This week's book giveaway is in the OO, Patterns, UML and Refactoring forum. We're giving away four copies of Refactoring for Software Design Smells: Managing Technical Debt and have Girish Suryanarayana, Ganesh Samarthyam & Tushar Sharma on-line! See this thread for details.
Hi, I've been in Java for 2 years mostly developing web applications. I am new to design patterns, but I ve been reading a lot about it. Now, what I want to ask is what are the situations and problems in web apps where I can find patterns usefull? Thanks, Vlad
Originally posted by Vladimir Ergovich: Hi, I've been in Java for 2 years mostly developing web applications. I am new to design patterns, but I ve been reading a lot about it. Now, what I want to ask is what are the situations and problems in web apps where I can find patterns usefull?
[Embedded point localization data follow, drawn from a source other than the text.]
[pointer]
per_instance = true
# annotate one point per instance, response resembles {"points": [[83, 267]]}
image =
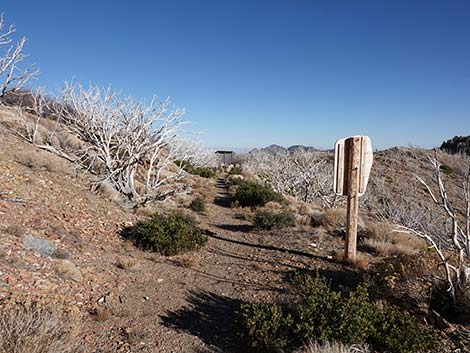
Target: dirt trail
{"points": [[188, 303], [184, 303]]}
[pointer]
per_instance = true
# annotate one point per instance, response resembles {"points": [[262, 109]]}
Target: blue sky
{"points": [[251, 73]]}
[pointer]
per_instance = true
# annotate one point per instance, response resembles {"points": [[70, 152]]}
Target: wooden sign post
{"points": [[353, 162]]}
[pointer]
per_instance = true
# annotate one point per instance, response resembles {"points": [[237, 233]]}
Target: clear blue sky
{"points": [[251, 73]]}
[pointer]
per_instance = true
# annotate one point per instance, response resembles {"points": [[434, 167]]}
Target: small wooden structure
{"points": [[224, 157]]}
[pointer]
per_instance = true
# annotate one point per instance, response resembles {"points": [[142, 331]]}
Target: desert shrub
{"points": [[236, 170], [266, 327], [204, 172], [41, 161], [33, 327], [383, 240], [335, 347], [324, 315], [198, 204], [397, 331], [265, 219], [333, 220], [252, 194], [169, 235], [447, 169], [454, 310]]}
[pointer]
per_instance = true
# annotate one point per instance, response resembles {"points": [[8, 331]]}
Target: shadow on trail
{"points": [[236, 227], [210, 317], [270, 247]]}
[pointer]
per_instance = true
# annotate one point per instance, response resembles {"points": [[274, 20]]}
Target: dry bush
{"points": [[41, 161], [109, 192], [14, 229], [334, 347], [334, 220], [360, 262], [384, 241], [30, 327], [244, 213], [273, 206]]}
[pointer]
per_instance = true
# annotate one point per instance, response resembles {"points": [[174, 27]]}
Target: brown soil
{"points": [[134, 301], [184, 303]]}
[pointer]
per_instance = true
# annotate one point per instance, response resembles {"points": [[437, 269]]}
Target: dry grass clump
{"points": [[360, 262], [384, 241], [334, 347], [41, 161], [333, 220], [34, 328], [125, 263], [101, 314], [244, 213], [273, 206]]}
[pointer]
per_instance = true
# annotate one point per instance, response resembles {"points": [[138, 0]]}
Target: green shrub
{"points": [[169, 235], [264, 219], [198, 204], [252, 194], [236, 170], [267, 326], [397, 331], [322, 314]]}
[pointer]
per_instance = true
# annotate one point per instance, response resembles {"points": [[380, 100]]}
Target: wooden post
{"points": [[354, 160]]}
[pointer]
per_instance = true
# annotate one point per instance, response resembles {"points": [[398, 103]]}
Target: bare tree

Thanks, Vlad
Patterns are simply reusable solutions to common, recurring problems. It's often easier to start looking directly at the problems you have and then branching out to more general, less technology-specific kinds of solutions. As other posts have suggested, you might want to start with the book "Core J2EE Patterns", which provide specific solutions that have worked in multiple J2EE projects. Then you might want to read the featured book, and/or the original "Design Patterns: Elements of Reusable Object Oriented Design" book, and start thinking about ways in which you can apply these general principles to your specific problems. Design Patterns are general-purpose tools. You can't just ask someone "how do I use nails in building a house?" The answer would be too broad to be useful. Your question is similar. Take some time to learn about the patterns first, and then you'll start seeing the applicablity on your own. Kyle Brown
I would agree that this is a hard question to give a cut and dry answer to but I can suggest one example. Consider login authentication. This is a situation where you could apply the Command Pattern. It is a process you will want to repeat frequently. You take incoming requests and forward them to a controlling servlet which will perform the authentication and create the command object. For a more detailed description of the implementation you could refer to O'Reilly's Servlet Programming book (I believe it is the one with the tea kettle on the cover) although they don't refer to it as the Command Pattern.Yoou can review the Command pattern at http://myweb.onramp.net/~huston/dp/patterns.html
Joined: Aug 10, 2001
Another suggestion (that I can't believe I've forgotten to make so far) is that Patterns are by far best learned in groups. Get together with a couple of your buddies and do a reading group that meets once a week over lunch to discuss one pattern a week. You'll see that it's much easier to learn this in a group than it is alone. Another possiblility is to look at http://www.hillside.net and see if there isn't a patterns reading group already formed in your area that you can join. Good luck! ------------------ Kyle Brown, Author of Enterprise Java (tm) Programming with IBM Websphere See my homepage at http://members.aol.com/kgb1001001 for other WebSphere information. [This message has been edited by Kyle Brown (edited October 04, 2001).]
Regarding design patterns - as they relate specifically to web applications - I have always found the IBM redbooks (anything about VAJ/WAS/EJB/XML) to be very useful (www.redbooks.ibm.com). Even if you don't use the IBM product range, there is a lot of good information included here (I work for IBM, but this is my objective opinion!). The Apache Struts project also has some information on the basic motivation for MVC in web apps. For more enterprise oriented patterns in a 'web' context - the SUN site has some J2EE patterns. All of these sources discuss to a greater/lesser extent, the motivation and advantages of employing particular patterns. regards, paul.
Another suggestion (that I can't believe I've forgotten to make so far) is that Patterns are by far best learned in groups. Get together with a couple of your buddies and do a reading group that meets once a week over lunch to discuss one pattern a week. Good idea Kyle [This message has been edited by Johannes de Jong (edited October 05, 2001).]